Tutorial

Clusters, Threshold, Caveats


1.  Clusters:

What can we learn from the graphs we create after we click on "submit"?

Note:  all cluster images seen below were made with a threshold of 0.70

A.  Here are five genes with visually similar expression patterns that cluster together as well (for the heat shock 2 experiments.)

Gene Function

YOL007C: Essential nucleolar protein required for biogenesis of the 60S ribosomal subunit(biological_process unknown)

YKR024C:  Dead-box protein ( 35S primary transcript processing)

YLR175W: major low affinity 55 kDa Centromere/microtubule binding protein (small nuclear ribonucleoprotein)

YPR190C: 82-kDa subunit of RNA polymerase III (C) (DNA-directed RNA polymerase III)

YNL174W:  Hypothetical ORF (biological_process unknown)

 

Take-home message

YOL007C is a somewhat unknown gene and YNL174W is a completely unknown gene.  By looking at the other three genes in this cluster and realize that they're all involved in ribsomal production or assembly.  Each plays a very specific role in a large protein complex (the ribosome), but, ultimately, they are all a part of the more general process of translation (the "conversion" of mRNA to a protein.)  Biologists already know that YOL007C is involved in the production of the large ribosomal subunit, but it remains unclear where or how it acts.  But, if this gene is expressed in a manner similar to YLR175W, perhaps we might investigate small nuclear ribonucleoproteins more in depth.  And, with gene YNL174W, whose function is completely unknown, this cluster could be the beginning of its classification as a ribosomal protein perhaps.


B.  Here are a few genes that don't appear to have similar expression patterns (in the heat shock 2 experiment) and don't cluster together (at threshold =.70), but are all involved in heat response:

Gene Function

YMR173W:  DNA damage inducible; implicated in the production or recovery of mutations (DNA repair)

YJL159W:  Heat shock protein, secretory glycoprotein (cell wall organization and biogenesis)

YNL007Csit4 suppressor, dnaJ homolog (biological process unclear); translation heat shock protein, homolog of E. Coli

Take-home message

All these genes are heat shock proteins, so we might assume before examining the expression data that they would be expressed at similar time points in response to a heat stress.  However, this is not entirely true.  They do all appear to peak at the beginning of the stress, but they peak at slightly different time points and, certainly, at different quantities.  They also decline at different levels.  At this point, a skeptical biologist might also consider possible concentration or fluorescence differences among the samples.  For more information, please see the background information on gene expression.


C.  Here are two genes that seem to have reciprocal expression patterns (heat shock 2):

Gene Function

YOR361C:  translation initiation factor eIF3 subunit (protein synthesis initiation)

YJL159W:  Heat shock protein, secretory glycoprotein (cell wall organization and biogenesis)

Take-home message

Are these genes related?  If they are reciprocally expressed could that imply some sort of regulational relationship?  YOR361C appears to be a type of regulatory protein.  Perhaps it is expressed in response to heat stress to turn on genes that will repair heat shock damage.  Then, they continue to express in a sort of inverse relationship until the cellular problem is fixed.  However, a clustering program such as ours will not uncover or examine these type of relationships, however important they could potentially be.  At least, not yet.

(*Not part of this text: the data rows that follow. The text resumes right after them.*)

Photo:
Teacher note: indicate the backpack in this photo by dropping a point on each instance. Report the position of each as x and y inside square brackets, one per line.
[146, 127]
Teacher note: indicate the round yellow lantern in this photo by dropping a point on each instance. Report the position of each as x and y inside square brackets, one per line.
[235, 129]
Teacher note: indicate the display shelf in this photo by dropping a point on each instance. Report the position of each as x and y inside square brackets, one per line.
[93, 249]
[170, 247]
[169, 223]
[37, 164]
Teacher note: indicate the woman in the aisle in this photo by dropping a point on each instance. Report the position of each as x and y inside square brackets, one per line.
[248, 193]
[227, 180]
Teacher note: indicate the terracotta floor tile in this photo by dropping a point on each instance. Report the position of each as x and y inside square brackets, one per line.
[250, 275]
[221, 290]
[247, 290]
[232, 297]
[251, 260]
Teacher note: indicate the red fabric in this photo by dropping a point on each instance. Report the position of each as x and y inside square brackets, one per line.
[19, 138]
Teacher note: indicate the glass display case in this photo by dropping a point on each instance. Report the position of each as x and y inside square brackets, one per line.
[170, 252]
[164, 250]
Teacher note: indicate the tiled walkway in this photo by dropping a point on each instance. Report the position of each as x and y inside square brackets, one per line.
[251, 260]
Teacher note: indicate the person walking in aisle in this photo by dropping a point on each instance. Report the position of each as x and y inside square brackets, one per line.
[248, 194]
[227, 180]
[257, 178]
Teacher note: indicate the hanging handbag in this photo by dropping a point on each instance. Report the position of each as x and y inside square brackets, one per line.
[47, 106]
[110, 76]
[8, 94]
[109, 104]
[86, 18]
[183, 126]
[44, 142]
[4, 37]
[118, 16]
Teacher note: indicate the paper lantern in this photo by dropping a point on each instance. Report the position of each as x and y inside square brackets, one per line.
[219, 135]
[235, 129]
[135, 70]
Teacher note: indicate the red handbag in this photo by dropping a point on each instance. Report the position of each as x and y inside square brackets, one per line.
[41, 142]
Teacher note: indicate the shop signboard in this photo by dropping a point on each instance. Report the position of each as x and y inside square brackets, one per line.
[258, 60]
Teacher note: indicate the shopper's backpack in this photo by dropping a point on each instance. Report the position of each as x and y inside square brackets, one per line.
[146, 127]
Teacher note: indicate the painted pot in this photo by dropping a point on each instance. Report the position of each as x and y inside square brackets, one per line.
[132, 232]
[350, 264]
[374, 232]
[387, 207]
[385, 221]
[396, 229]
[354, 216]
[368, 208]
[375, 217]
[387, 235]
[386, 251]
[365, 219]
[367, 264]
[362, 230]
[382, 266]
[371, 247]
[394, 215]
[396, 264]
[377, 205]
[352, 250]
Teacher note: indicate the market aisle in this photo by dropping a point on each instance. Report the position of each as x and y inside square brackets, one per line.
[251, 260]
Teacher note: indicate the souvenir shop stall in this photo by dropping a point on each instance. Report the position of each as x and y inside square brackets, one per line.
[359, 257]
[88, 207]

2.  Threshold values:  What do they mean?

The default threshold value is 0.70 which means that the correlation coefficients between clustered genes must be at least 0.70.  If you raise this value, you increase the requisite correlation coefficient thereby making the "requirement" for clustering more stringent.  The reverse is true with lowering the threshold value.  It is important to keep in mind that lowering the threshold value to low will allow for genes that are not similar to be clustered together.  Conversely, an extremely high threshold will exclude genes from clustering that are actually expressed similarly.

The selection of an ideal threshold is an age-old theoretical ponderance.  Theorists continue to debate the best possible method to determine an appropriate threshold that will best represent real-world relationships between genes.  In other words, the best threshold value would be one that accurately clustered together genes that are actually expressed similarly in the cell while excluding genes that only are somewhat similar in expression pattern, but not related.  Of course, the "paradox" ends on the note that all genes express differently and we can't predict predict expressional relationships until we have a whole lot of bench work to back up the large amounts of inferences we can begin to make with microarrays and clustering.

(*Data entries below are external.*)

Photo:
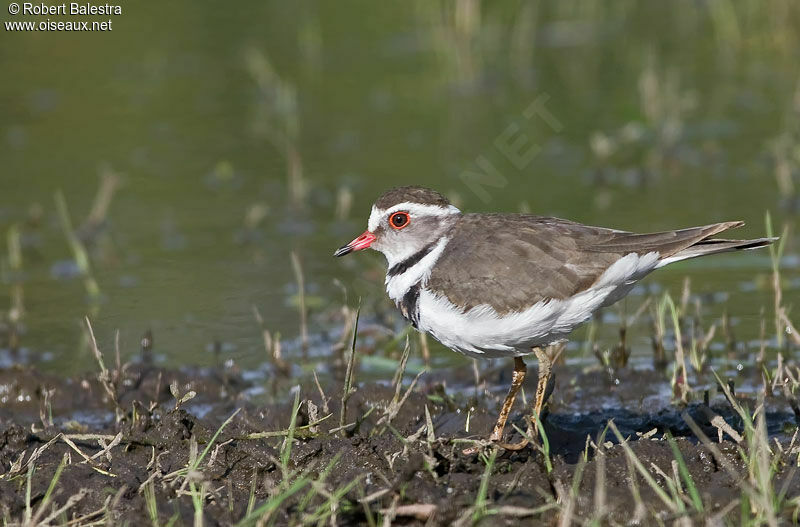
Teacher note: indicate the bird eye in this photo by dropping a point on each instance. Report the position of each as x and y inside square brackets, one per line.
[398, 220]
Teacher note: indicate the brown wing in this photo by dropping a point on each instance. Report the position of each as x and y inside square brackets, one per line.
[512, 261]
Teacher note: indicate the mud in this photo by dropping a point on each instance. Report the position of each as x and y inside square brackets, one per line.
[371, 469]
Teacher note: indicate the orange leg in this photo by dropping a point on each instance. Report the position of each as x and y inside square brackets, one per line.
[543, 389]
[516, 381]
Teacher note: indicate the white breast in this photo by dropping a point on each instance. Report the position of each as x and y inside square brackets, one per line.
[482, 332]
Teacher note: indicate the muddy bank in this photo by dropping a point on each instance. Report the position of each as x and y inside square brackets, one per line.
[150, 446]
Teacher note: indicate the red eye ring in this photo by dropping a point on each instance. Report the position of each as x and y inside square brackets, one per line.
[399, 220]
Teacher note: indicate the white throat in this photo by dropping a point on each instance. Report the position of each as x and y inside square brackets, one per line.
[398, 285]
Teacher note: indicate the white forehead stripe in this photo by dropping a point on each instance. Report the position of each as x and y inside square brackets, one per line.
[412, 208]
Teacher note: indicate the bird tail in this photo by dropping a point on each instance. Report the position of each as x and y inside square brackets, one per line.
[708, 245]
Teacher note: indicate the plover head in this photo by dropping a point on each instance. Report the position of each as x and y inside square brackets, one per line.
[403, 222]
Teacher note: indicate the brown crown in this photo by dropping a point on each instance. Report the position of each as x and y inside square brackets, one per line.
[421, 195]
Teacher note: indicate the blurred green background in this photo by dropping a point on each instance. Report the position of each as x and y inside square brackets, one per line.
[237, 133]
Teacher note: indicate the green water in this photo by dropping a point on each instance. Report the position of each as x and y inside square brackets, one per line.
[648, 116]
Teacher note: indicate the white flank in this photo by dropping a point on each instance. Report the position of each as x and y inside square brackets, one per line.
[412, 208]
[398, 285]
[482, 332]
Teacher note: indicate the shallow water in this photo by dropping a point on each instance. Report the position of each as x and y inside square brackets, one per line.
[647, 117]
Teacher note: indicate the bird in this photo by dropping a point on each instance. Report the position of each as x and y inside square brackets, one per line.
[495, 285]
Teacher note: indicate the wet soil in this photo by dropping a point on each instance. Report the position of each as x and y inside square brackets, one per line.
[375, 467]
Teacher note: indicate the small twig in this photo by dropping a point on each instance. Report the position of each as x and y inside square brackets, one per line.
[348, 378]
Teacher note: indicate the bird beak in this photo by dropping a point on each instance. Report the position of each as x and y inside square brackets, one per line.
[362, 242]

3.  Caveats:  Don't forget....

A.  Time points vs. whole experiments:

These two graphs compare these two genes between four time points (left) and the entire experiment.  It's really important to remember that the selection of time points can bias the clustering results and take the expression data "out of context" if done haphazardly.  Also, the inferential value of the graph on the left is much lower than the one on the left.  The progression of gene induction/repression over time is obviously dependent on every time point.  So, for the "big picture" view, keep in mind the "select all time points" checkbox.

B.  As you become more familiar with the clustering program, it's pretty interesting to look at the description of the genes and see how they vary across different experiments.  For example, a heat shock protein might be completely inactive in the hydrogen peroxide and nitrogen depletion experiments, whereas the heat shock experiments are, not surprisingly, bright red and green.


 

 

This page was designed for an undergraduate course, Computational Biology, at Davidson College.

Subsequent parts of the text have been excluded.